Noch fehlen einige Potsdamer Tandempartner
Miteinander reden, statt übereinander, das ist das Grundprinzip von „3x Deutschland“. Die Geflüchteten lernen in insgesamt neun Modulen Basiswissen über die deutsche Gesellschaft. Begleitet werden sie dabei von Potsdamer Bürgern, die ihnen als Tandempartner zur Verfügung stehen. „Wir haben 30 teilnehmende Flüchtlinge aus Syrien, Afghanistan, Pakistan und Eritrea und bisher acht Potsdamer, die sich im Projekt engagieren“, sagt Zeller. Das ursprüngliche Ziel, jedem Geflüchteten einen Tandempartner gegenüber zu stellen, ist noch nicht erreicht – doch vermutlich hänge das auch mit der Ferienzeit zusammen, sagt Zeller. Die direkte Begegnung soll Vorurteile und Ängste abbauen und einen Grundstein für Integration legen. Gemeinsam besuchen die Geflüchteten und ihre deutschen Projektpartner den Landtag, das Rathaus, Kirchen, Moscheen, Gerichte, Schulen und Zeitungsredaktionen. „Auch für die Einheimischen gibt es dabei sicherlich viel Neues zu entdecken“, so Zeller. Das Programm findet auf Deutsch statt – „Deutschkenntnisse auf dem Level B2 sind eine Voraussetzung für die Teilnahme.“
Gestartet war das Projekt, das vom Lehrstuhl der Universität Potsdam wissenschaftlich begleitet und auch evaluiert wird, bereits am 18. Juli mit dem Modul „Medien und Pressefreiheit in Deutschland“, dem sich die Teilnehmenden im Projekthaus Babelsberg vier Nachmittage lang widmeten. Nun folgte das zweite Modul mit dem Thema „Demokratie in der Gemeinde“, das an drei Nachmittagen in den Räumen des Potsdamer Rathauses stattfindet. Berufsschulen, Religionsfreiheit, Justiz und Polizei, Frauenpower, der Tag der deutschen Einheit und Landespolitik sind weitere Themen, über die die Geflüchteten in den kommenden Seminaren, die bis zum Jahresende laufen, mehr erfahren werden.
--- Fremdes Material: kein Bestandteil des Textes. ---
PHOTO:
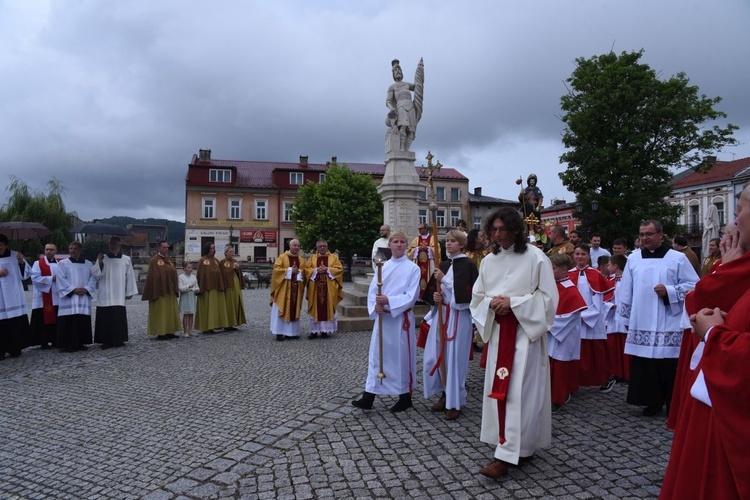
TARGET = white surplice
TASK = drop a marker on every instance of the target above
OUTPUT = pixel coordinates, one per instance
(70, 276)
(401, 286)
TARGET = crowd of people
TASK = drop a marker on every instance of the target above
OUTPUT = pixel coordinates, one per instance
(675, 329)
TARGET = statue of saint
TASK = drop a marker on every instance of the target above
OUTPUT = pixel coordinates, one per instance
(531, 198)
(403, 112)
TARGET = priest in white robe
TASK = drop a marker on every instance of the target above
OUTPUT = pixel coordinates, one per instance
(116, 284)
(45, 300)
(513, 305)
(393, 306)
(653, 286)
(76, 287)
(14, 319)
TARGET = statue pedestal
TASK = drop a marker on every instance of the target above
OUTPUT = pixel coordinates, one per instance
(400, 191)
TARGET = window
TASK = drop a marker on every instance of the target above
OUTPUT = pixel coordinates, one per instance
(288, 206)
(260, 209)
(440, 218)
(209, 205)
(220, 175)
(455, 215)
(235, 209)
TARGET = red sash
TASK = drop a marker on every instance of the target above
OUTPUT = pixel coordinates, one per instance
(406, 327)
(506, 348)
(48, 309)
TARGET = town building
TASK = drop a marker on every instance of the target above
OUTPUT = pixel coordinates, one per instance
(250, 202)
(695, 192)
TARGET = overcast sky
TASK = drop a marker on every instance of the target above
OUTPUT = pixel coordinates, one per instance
(114, 97)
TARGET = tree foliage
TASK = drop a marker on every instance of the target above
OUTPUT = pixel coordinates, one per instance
(345, 209)
(625, 130)
(48, 208)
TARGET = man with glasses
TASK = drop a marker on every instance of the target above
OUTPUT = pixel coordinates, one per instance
(654, 284)
(513, 305)
(422, 251)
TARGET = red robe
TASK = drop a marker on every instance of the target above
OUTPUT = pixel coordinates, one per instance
(709, 457)
(594, 364)
(721, 288)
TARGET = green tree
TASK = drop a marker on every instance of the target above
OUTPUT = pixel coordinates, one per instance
(48, 208)
(345, 210)
(626, 129)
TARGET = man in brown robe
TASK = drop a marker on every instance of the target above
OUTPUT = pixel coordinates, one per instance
(161, 292)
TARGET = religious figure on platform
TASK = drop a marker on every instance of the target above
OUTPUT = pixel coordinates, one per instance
(403, 112)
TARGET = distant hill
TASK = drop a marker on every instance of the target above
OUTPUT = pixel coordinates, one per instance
(175, 229)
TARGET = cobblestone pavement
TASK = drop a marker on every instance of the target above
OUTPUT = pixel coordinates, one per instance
(239, 415)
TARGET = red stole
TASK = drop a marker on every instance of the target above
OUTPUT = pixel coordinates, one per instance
(506, 348)
(48, 309)
(321, 290)
(293, 289)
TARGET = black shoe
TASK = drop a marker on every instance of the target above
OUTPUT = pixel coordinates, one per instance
(403, 403)
(650, 411)
(365, 402)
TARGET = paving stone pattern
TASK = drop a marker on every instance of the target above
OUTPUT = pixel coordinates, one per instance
(240, 415)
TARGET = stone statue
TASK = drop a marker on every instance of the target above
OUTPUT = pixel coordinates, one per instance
(403, 112)
(531, 198)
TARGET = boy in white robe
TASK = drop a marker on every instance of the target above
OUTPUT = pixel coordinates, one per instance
(76, 287)
(14, 320)
(393, 306)
(116, 278)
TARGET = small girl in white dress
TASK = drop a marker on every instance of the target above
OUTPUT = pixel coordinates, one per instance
(188, 286)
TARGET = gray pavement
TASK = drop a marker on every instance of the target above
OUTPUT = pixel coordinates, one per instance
(239, 415)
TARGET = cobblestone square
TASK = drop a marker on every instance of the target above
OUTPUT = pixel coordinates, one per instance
(239, 415)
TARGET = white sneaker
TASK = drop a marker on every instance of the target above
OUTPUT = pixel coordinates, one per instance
(608, 385)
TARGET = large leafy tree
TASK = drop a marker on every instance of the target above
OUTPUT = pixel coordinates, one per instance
(626, 129)
(46, 207)
(345, 209)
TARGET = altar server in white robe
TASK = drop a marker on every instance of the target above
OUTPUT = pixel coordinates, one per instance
(14, 319)
(77, 286)
(653, 286)
(114, 273)
(513, 305)
(446, 354)
(394, 308)
(45, 299)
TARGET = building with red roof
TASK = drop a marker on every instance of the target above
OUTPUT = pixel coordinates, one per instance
(250, 202)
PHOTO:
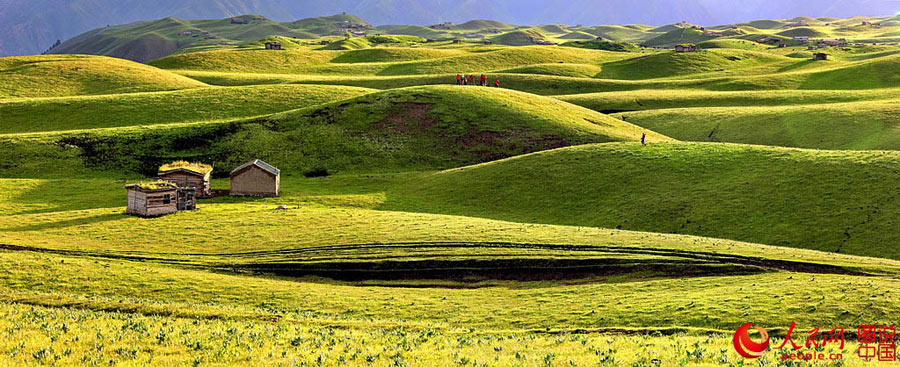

Syrerin: „Ich möchte wissen, wie Deutschland funktioniert“
„Die Freiheitsrechte, die wir in Deutschland genießen, die Pressefreiheit oder auch die vielen Möglichkeiten der Beteiligung erleben die Teilnehmer als besonders gewinnbringend“, resümiert Projektreferent Zeller seine bisherigen Erfahrungen. Dies verwundere nicht – schließlich stammten die meisten Projektteilnehmer aus Staaten, in denen ihnen diese Rechte nicht eingeräumt wurden. „Es ist hier leicht, sich politisch einzubringen“, bestätigt ein Teilnehmer. „In Syrien ist es das nicht.“
„Ich möchte wissen, wie Deutschland funktioniert“, erklärt die 28-jährige Nur Alhanna, die aus Damaskus flüchtete und seit zehn Monaten in Deutschland lebt. „Wir brauchen diese Informationen, um zu verstehen, wie man in Deutschland lebt“, sagt auch Basel Alashkar, ebenfalls aus Damaskus. Der 24-Jährige begeistert sich besonders für die Arbeit der Pressestelle im Rathaus. „Mein Vater war Direktor einer Lokalzeitung“, sagt er lächelnd. Doch auch die Arbeit der Gleichstellungsbeauftragten, die sich den Projektteilnehmern ebenfalls vorstellte, habe ihn beeindruckt. Er selbst studierte in Syrien Innenarchitektur und hofft nun darauf, seinen Masterabschluss in Deutschland nachholen zu können.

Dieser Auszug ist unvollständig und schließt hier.